Capa da primeira edição de O Salto do Cavalo Cobridor

O Salto do Cavalo Cobridor, de Assis Brasil, conta a história de Inação, um homem sertanejo do interior do Piauí, branco pobre e sacrificado pelo tempo, apesar de homem alto e forte “com olhos de alemão”. Inação, casado com sua esposa Zita, com quem havia tido e perdido um filho logo na primeira infância, cuida da Casa Grande de um casal rico da cidade. Ambos, de certa forma, são bem tratados pelos patrões, apesar da flagrante situação de exploração, dada a diferença de situação de vida entre as camadas sociais. Zita após a morte do filho entristecera e Inação passou a ter contato com diversas mulheres, como Josefa, a moça que ele encontrava nas linhas do trem, e Sulima, a bela e sensual cigana que amarra em seus encantos o pensamento e o corpo de Inação, levando-o ao cabo de si próprio. Ao lado de Inação e sua saga, temos a interessante figura de Matias, um grande contador de histórias que trabalha como caixeiro-viajante e, como uma espécie de Sherazade da obra, amplia cada pequena questão do sertão através de um outro conto, de uma outra história que se desdobra do interior da narrativa principal.
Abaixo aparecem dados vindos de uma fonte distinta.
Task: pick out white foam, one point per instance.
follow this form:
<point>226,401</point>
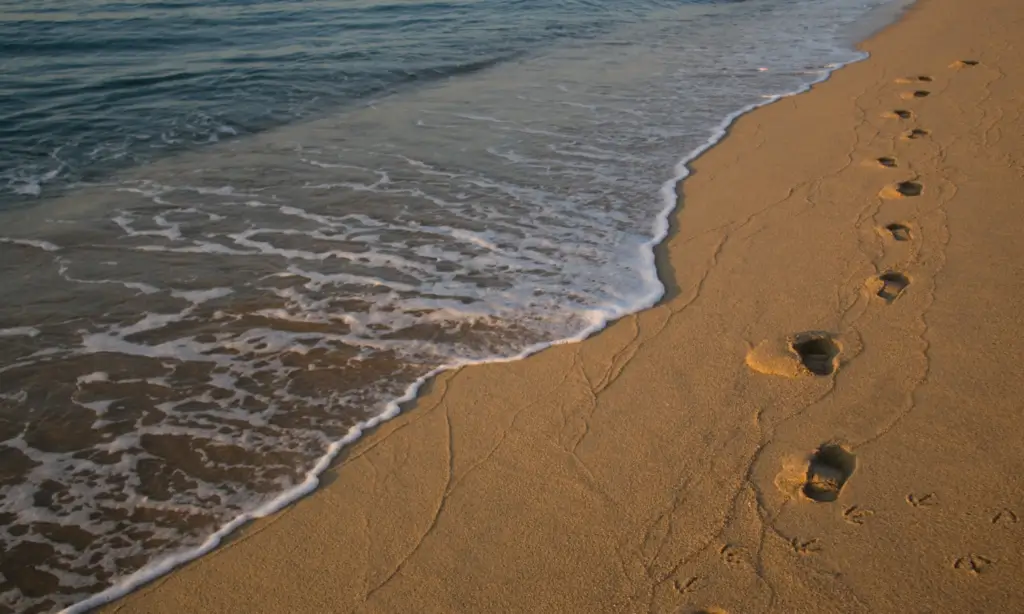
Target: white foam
<point>19,332</point>
<point>31,243</point>
<point>595,318</point>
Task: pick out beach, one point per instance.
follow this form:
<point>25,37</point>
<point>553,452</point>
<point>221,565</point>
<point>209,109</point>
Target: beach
<point>688,458</point>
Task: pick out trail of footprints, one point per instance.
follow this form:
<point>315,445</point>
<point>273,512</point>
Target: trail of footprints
<point>833,465</point>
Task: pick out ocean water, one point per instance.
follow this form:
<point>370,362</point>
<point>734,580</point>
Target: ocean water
<point>233,234</point>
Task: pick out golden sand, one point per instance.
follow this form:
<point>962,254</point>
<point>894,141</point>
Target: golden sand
<point>824,414</point>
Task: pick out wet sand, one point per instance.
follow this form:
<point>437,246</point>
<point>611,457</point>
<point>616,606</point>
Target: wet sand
<point>823,414</point>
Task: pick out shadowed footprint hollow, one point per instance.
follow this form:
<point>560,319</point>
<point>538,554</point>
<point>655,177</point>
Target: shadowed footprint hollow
<point>898,231</point>
<point>829,468</point>
<point>891,286</point>
<point>817,353</point>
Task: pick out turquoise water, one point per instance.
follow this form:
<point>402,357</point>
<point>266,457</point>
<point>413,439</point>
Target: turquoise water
<point>90,86</point>
<point>231,236</point>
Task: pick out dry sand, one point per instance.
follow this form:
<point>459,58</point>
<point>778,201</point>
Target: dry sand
<point>686,458</point>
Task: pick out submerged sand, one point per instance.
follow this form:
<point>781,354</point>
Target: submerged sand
<point>824,414</point>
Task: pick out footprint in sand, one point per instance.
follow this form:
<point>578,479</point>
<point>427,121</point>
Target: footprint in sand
<point>813,353</point>
<point>900,114</point>
<point>829,468</point>
<point>902,189</point>
<point>896,231</point>
<point>973,564</point>
<point>889,286</point>
<point>918,79</point>
<point>802,546</point>
<point>856,515</point>
<point>817,353</point>
<point>922,500</point>
<point>1005,516</point>
<point>687,585</point>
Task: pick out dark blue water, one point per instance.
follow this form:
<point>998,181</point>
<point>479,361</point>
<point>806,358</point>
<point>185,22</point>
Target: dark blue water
<point>232,235</point>
<point>89,86</point>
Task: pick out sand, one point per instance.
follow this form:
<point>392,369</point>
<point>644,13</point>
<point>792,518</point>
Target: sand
<point>689,457</point>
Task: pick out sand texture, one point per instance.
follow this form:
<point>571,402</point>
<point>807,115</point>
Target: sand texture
<point>824,414</point>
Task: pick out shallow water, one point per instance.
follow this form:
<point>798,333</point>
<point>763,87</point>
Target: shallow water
<point>185,338</point>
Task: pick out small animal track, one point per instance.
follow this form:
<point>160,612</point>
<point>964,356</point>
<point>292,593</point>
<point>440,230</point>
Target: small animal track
<point>802,546</point>
<point>1005,516</point>
<point>898,231</point>
<point>973,564</point>
<point>817,352</point>
<point>829,468</point>
<point>856,515</point>
<point>891,284</point>
<point>922,500</point>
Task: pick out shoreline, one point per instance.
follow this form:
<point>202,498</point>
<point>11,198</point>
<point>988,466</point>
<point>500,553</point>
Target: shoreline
<point>653,250</point>
<point>436,388</point>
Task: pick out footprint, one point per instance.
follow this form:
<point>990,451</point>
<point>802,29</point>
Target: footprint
<point>918,79</point>
<point>914,94</point>
<point>732,555</point>
<point>901,114</point>
<point>915,133</point>
<point>818,353</point>
<point>829,468</point>
<point>897,231</point>
<point>797,355</point>
<point>890,286</point>
<point>856,515</point>
<point>974,564</point>
<point>688,585</point>
<point>922,500</point>
<point>1005,516</point>
<point>805,547</point>
<point>902,189</point>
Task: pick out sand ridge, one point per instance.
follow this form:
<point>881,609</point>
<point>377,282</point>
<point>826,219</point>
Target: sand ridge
<point>865,458</point>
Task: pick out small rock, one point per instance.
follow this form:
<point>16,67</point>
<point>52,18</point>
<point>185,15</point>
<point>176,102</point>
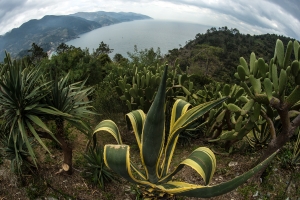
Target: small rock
<point>232,164</point>
<point>256,194</point>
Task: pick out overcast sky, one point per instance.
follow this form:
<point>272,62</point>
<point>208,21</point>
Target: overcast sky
<point>249,16</point>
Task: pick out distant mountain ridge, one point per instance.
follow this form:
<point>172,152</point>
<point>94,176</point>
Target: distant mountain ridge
<point>52,30</point>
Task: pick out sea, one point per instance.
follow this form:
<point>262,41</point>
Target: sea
<point>145,34</point>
Inação é, como o próprio nome diz, uma figura deslocada de si, que, parece, não age por ações, mas pela composição de gestos que recusam as estruturas sociais conformadas. Assim, como um Bartleby, é levado pelo desejo, pelos impulsos do corpo e as mobilidades do espírito, ao mesmo tempo em que aspira, enquanto ser humano, ver-se como as classes superiores são vistas. Não age, mas busca o caminho da ação, é uma latência de inação, uma recusa.

Assis Brasil, escritor piauiense

Neste sentido, este homem que percorre esta vida, é, no fim das contas, um espectador de sua própria vida e tem nas personagens que o rodeiam os verdadeiros motores de sentido em sua trajetória. Matias, o contador de histórias, coloca a biografia de Inação na filiação de outras pessoas do sertão piauense, dando-a ela consciência política, ainda que de maneira simples, a partir de um possível imaginado por Assis Brasil. Josefa, a namorada dos trilhos do trem, leva Inação o deslocamento, o movimento do corpo que, diante dos trilhos, é obrigado a olhar para a terra, para as paisagens, para as fazendas de latifúndio e para as grilagens. Sulima, a cigana, lhe dá a dimensão de seu corpo, suas potências de desejo, seus abismos, desapegos ao mundo material, lhe dá desperdício, entropia, lhe cola a Nietzsche e Bataille, lhe empurram para o abismo do amor e da morte.

Por fim, Zita, sua companheira de vida, lhe da a dimensão da solidão, da passagem do tempo, das tristezas acumuladas e da vida que escapa, quase sem sentido através de nossos dedos. Zita, mulher protagonista-figurante deste livro, é de certa forma, aquela que sofre as inações de Inação e ao mesmo tempo acolhe em seu corpo as dores que o outro rejeita enquanto anda a esmo. Zita, no fim das contas, é a fogueira da obra, a memória e a história que precisamos contar. Ela dá o verdadeiro salto. A meu ver, é ela o verdadeiro cavalo cobridor.

O Salto do Cavalo Cobridor, escrita por Assis Brasil em 1968, junto de sua Tetralogia Piauiense, em que retrata as diversas faces do Piauí do século XX, traz, pela primeira vez, a face do interior e do sertão de seu estado. Se em Beira Rio, Beira Vida eram as margens do Parnaíba a serem retratados e se em A Filha do Meio Quilo era a cidade de Parnaíba a protagonista, agora, mergulhamos em um interior um tanto quanto silencioso, desconhecido, mas que pulsa em seus casos e histórias. O Salto do Cavalo Cobridor não é uma história que conta, mas que se deixa contar ao contar diversas histórias. É uma coletânea de vida, uma espécie de antologia de histórias, todas elas inseridas ao lado e no corpo destas duas figuras: Inação, uma força informe do corpo, e Zita, a força deformada do tempo.